I considered picking a flower to show to my friends, but I did not want to ruin this for the next person to come along. So I put on my glove with a sigh and continued on my walk, feeling lighter and warmer than I had for a long time. Looking back over my shoulder, I noticed the bluebird was gone.

It must have finally flown away.

Dandelion

resilience-dandelion-through-asphalt

There used to be a forest here. Long ago. When I was baby, they ripped up the trees and bushes. They probably used the wood as fuel. Then they covered the ground with a layer of sand and then they covered that with asphalt.

And yet it lives.

This small flower has made a crack in their road. It has thrust its yellow leaves on their black and grey world.

And it thrives.

Amaryllis

Amaryllis

 

It looks out the window and into my flat, lighting up my living room.

It has more colours the longer one studies it.

And its rubbery leaves smell of nothing.

39 Dreams

And then he woke up.

The sun was already halfway up the sky, so he rushed through breakfast, packed his tent into his backpack and set off up the mountain. And he knew that today he would reach the top. Today he would get his prize.

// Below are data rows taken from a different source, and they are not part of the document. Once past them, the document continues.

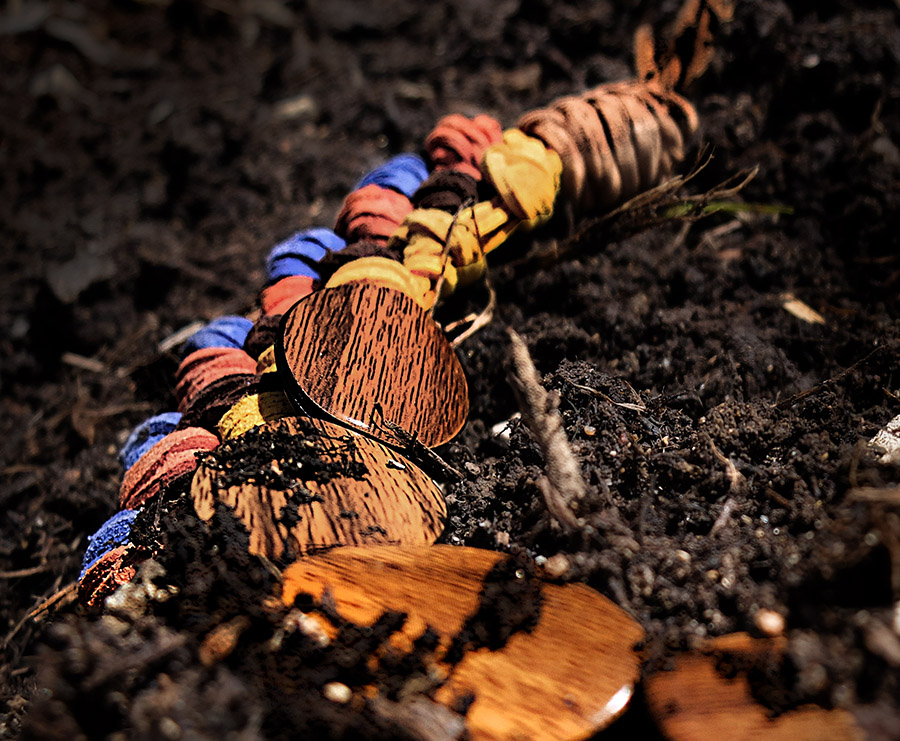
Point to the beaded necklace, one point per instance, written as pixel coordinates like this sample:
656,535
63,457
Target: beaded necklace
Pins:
316,393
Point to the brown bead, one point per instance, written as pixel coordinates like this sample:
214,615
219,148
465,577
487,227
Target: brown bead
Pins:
362,493
371,358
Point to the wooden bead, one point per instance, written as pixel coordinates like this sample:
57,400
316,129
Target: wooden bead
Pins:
368,357
382,498
566,678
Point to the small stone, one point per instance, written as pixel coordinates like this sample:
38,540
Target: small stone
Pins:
338,692
556,566
769,622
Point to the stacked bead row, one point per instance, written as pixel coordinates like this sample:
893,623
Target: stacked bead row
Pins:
404,229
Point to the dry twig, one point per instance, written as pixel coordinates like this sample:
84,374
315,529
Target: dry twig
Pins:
563,485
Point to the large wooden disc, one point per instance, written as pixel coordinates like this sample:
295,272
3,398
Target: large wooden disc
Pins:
566,679
387,499
696,701
368,356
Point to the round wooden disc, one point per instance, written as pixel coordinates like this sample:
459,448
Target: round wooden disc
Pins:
369,357
567,678
393,501
695,701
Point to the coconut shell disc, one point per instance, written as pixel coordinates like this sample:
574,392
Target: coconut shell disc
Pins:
301,485
707,695
371,358
567,678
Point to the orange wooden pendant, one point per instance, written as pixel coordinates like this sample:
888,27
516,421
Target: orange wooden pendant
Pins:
567,678
348,490
369,357
696,701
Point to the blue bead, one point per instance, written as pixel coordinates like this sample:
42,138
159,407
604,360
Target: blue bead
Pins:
146,435
226,331
114,532
403,173
298,254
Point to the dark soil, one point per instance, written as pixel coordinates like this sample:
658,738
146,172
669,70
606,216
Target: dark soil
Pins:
148,163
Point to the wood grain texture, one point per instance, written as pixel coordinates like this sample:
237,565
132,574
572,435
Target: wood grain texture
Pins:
392,502
566,679
694,701
346,350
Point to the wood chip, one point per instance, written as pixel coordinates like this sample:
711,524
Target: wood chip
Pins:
383,505
567,678
803,312
696,701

Dusty and tired he reached the summit and there growing right out of the rock was the blood red rose. He stretched out his hand. Grabbed it. The thorns pierced his skin, but he ignored the sting. He pulled until the stem snapped.

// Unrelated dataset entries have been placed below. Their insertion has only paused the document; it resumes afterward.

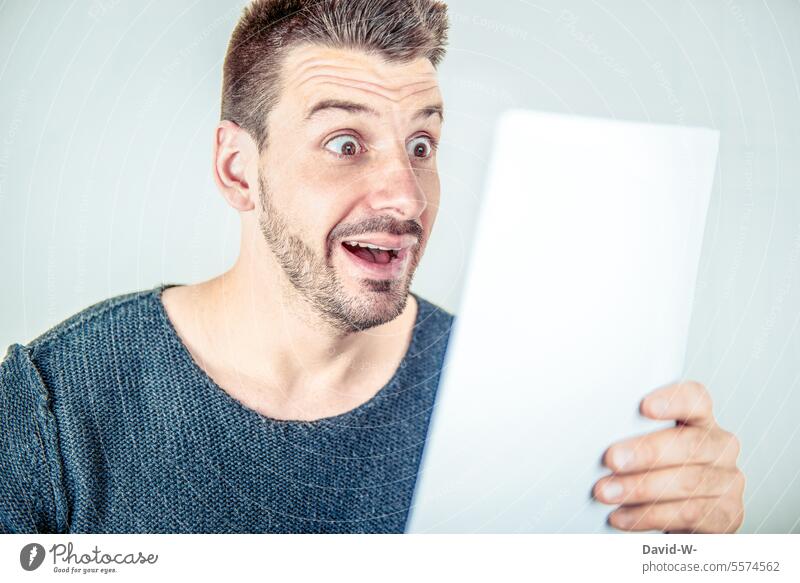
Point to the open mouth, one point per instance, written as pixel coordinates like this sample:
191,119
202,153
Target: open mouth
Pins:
372,253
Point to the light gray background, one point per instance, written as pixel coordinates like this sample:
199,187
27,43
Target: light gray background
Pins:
106,117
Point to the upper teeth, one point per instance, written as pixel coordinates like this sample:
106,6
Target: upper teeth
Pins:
371,246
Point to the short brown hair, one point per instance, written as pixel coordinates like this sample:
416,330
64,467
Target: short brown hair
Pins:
398,30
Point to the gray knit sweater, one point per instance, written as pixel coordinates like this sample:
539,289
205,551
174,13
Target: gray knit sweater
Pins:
108,425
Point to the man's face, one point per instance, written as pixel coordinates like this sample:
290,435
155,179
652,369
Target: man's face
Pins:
348,182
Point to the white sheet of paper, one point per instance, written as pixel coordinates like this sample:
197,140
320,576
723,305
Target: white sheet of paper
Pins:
577,304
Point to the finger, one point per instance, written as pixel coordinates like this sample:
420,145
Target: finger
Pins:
687,402
674,446
708,515
670,484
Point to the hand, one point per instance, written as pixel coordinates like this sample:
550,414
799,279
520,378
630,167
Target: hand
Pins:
681,479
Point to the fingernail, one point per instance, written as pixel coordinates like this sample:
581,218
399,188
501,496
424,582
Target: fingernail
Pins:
658,406
612,490
621,519
622,458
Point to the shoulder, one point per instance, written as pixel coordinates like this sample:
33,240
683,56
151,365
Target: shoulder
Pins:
87,341
99,323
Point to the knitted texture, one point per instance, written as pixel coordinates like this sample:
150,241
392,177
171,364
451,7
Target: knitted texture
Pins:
108,425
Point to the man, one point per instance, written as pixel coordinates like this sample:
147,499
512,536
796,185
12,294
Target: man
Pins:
293,392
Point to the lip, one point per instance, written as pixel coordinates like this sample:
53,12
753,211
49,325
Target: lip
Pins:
391,270
386,240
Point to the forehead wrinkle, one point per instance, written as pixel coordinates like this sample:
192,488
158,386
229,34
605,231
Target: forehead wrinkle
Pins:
375,88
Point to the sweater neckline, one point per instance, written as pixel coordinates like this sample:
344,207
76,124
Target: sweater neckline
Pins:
341,419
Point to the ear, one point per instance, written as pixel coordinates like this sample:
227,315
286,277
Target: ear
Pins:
236,165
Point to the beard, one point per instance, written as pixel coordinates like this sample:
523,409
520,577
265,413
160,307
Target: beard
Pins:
316,280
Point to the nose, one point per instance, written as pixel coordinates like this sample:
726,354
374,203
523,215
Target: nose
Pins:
395,186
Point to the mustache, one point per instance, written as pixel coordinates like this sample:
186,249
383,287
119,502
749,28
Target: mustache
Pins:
379,224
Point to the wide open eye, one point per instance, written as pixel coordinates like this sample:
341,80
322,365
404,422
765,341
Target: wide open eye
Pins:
420,147
344,145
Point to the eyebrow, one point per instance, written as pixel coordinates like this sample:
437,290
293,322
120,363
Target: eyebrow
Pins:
360,108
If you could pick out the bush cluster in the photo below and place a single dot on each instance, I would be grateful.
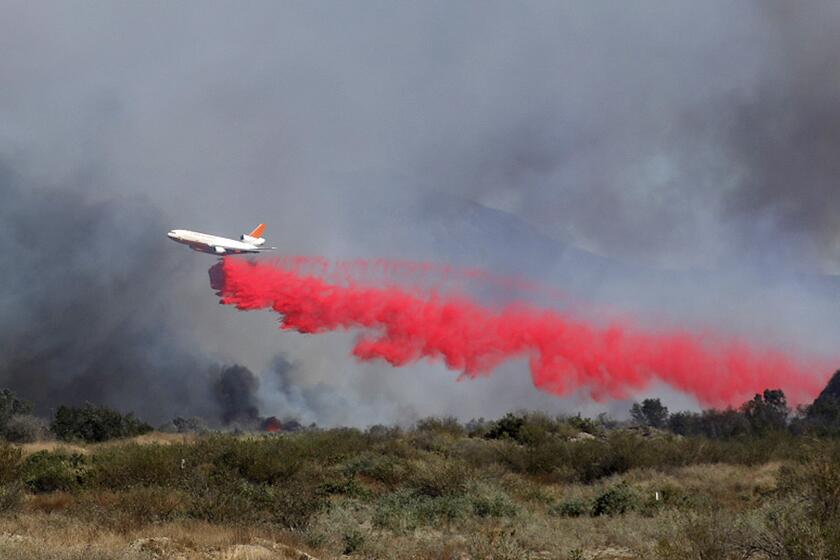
(91, 423)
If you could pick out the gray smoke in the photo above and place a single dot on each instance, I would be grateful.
(594, 147)
(235, 390)
(85, 304)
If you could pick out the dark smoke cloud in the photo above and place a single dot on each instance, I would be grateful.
(235, 390)
(784, 137)
(85, 304)
(664, 135)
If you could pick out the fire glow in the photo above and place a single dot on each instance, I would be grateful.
(565, 354)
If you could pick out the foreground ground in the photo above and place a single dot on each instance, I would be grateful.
(434, 492)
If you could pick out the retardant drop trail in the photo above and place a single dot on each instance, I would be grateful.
(565, 353)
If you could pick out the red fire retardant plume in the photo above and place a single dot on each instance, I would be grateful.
(565, 354)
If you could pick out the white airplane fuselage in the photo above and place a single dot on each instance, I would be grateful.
(215, 245)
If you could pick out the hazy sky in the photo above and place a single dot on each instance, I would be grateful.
(662, 135)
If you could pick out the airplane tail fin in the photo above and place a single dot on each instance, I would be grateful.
(258, 231)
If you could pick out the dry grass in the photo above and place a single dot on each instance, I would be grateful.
(419, 495)
(60, 537)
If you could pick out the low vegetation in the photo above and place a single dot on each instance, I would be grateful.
(757, 482)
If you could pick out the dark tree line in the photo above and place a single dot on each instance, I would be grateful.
(765, 413)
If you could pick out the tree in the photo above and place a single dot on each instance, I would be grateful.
(650, 413)
(10, 406)
(768, 412)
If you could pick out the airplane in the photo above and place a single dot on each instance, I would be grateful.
(214, 245)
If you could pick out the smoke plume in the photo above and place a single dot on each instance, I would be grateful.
(84, 315)
(564, 353)
(236, 393)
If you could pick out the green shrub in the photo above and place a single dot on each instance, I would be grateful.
(405, 510)
(11, 495)
(134, 464)
(353, 541)
(48, 471)
(616, 500)
(383, 468)
(10, 458)
(444, 425)
(488, 501)
(507, 427)
(439, 477)
(92, 423)
(572, 508)
(25, 428)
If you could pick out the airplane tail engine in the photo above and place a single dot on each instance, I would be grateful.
(252, 240)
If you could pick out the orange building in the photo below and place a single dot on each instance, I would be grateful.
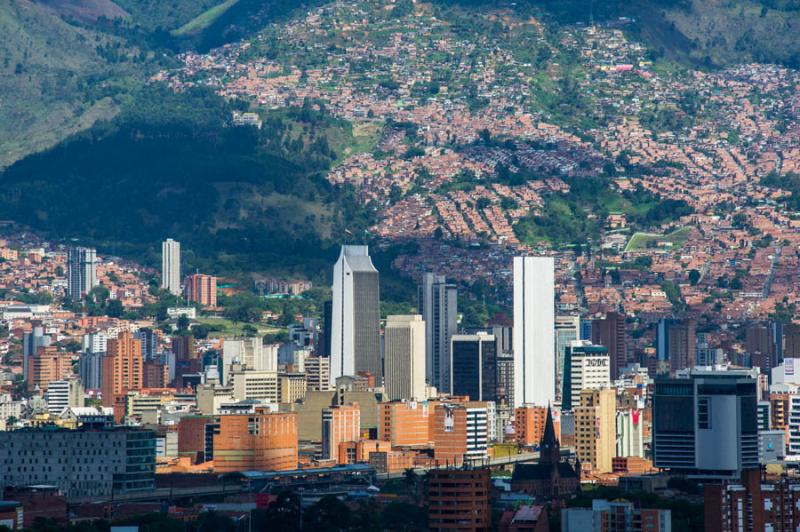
(529, 424)
(404, 424)
(122, 368)
(339, 424)
(263, 441)
(459, 500)
(47, 365)
(201, 289)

‘Ha!’ he said, the blood dripping from his hand, ‘I did it.’

And the whole mountain trembled. The rock beneath his feet cracked.

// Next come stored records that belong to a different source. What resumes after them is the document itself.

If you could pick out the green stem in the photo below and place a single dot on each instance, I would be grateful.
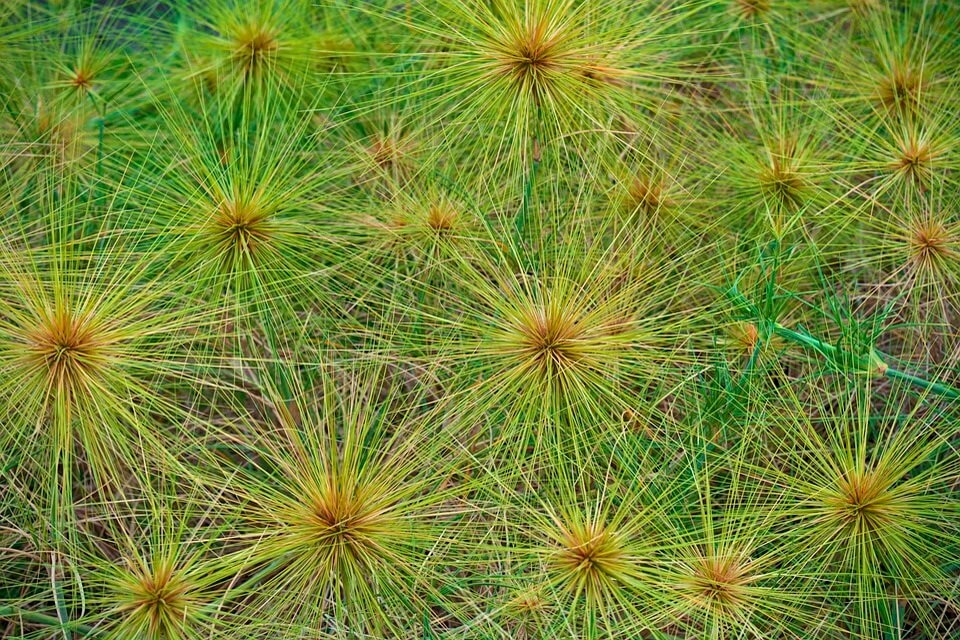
(828, 350)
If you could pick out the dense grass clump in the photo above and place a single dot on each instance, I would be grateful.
(481, 319)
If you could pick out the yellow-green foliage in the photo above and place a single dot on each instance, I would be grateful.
(480, 319)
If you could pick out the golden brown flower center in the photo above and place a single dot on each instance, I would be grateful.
(550, 338)
(242, 225)
(69, 346)
(862, 500)
(589, 552)
(647, 194)
(721, 581)
(901, 87)
(752, 8)
(930, 241)
(441, 217)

‘But I got it!’ he screamed, ‘I won!’

But the mountain was already crumbling.

And then he woke up.

31 Flowers

He built his new home on a meadow covered with small white flowers. It was a respectable distance from the forest (there might be wild beasts in there) and far enough from the river to avoid the mud. He congratulated himself at having found a place where there was no people for miles around, but he still only had to clear a few flowers before building. He set his horses free. Maybe they would find their way back or maybe they would just run free, he did not care. He did not need them anymore. He was never going back to the so-called civilisation.

 

Taking the tools he needed from his wagon, he began his work, whistling a melody his parents might have taught him long ago. The sun was warm and in the heat the sweet smell of the flowers made the air and his head heavy, but he refused to stop his work before sundown. The flowers stirred in the wind.

 

He slept in the wagon that night and the next morning some of the flowers had grown up around the wheels of his wagon. He found it passing strange that they had grown that quickly, but he cleared them away and continued his work in the warm sweet heavy air with the flowers swaying in the breeze.

 

When the wooden hut was finished, he stepped back hot and sweaty and laughed. Since there was no reason to be ashamed of his laugh (after all there were only the flowers to hear) he laughed very long and very loud. He could almost imagine the flowers stirring at the noise.

 

He noticed then, that while he had been finishing the roof, the flowers had crept up the walls of his house. He considered removing them, but they did give a rather idyllic touch to the place. So he let them be. That night he brought his pillow and blankets into the house, closed the shutters of the glassless windows and settled down for a good night’s rest after a job well done.

 

The flowers were silent as they crept through the cracks, slid across the floor, under his blanket. He did not wake even when they curled around his torso and neck and gently squeezed the life out of him. When morning came the hut and the wagon were already disassembled and the meadow was smooth again except for one lumpy tussock covered with small white flowers.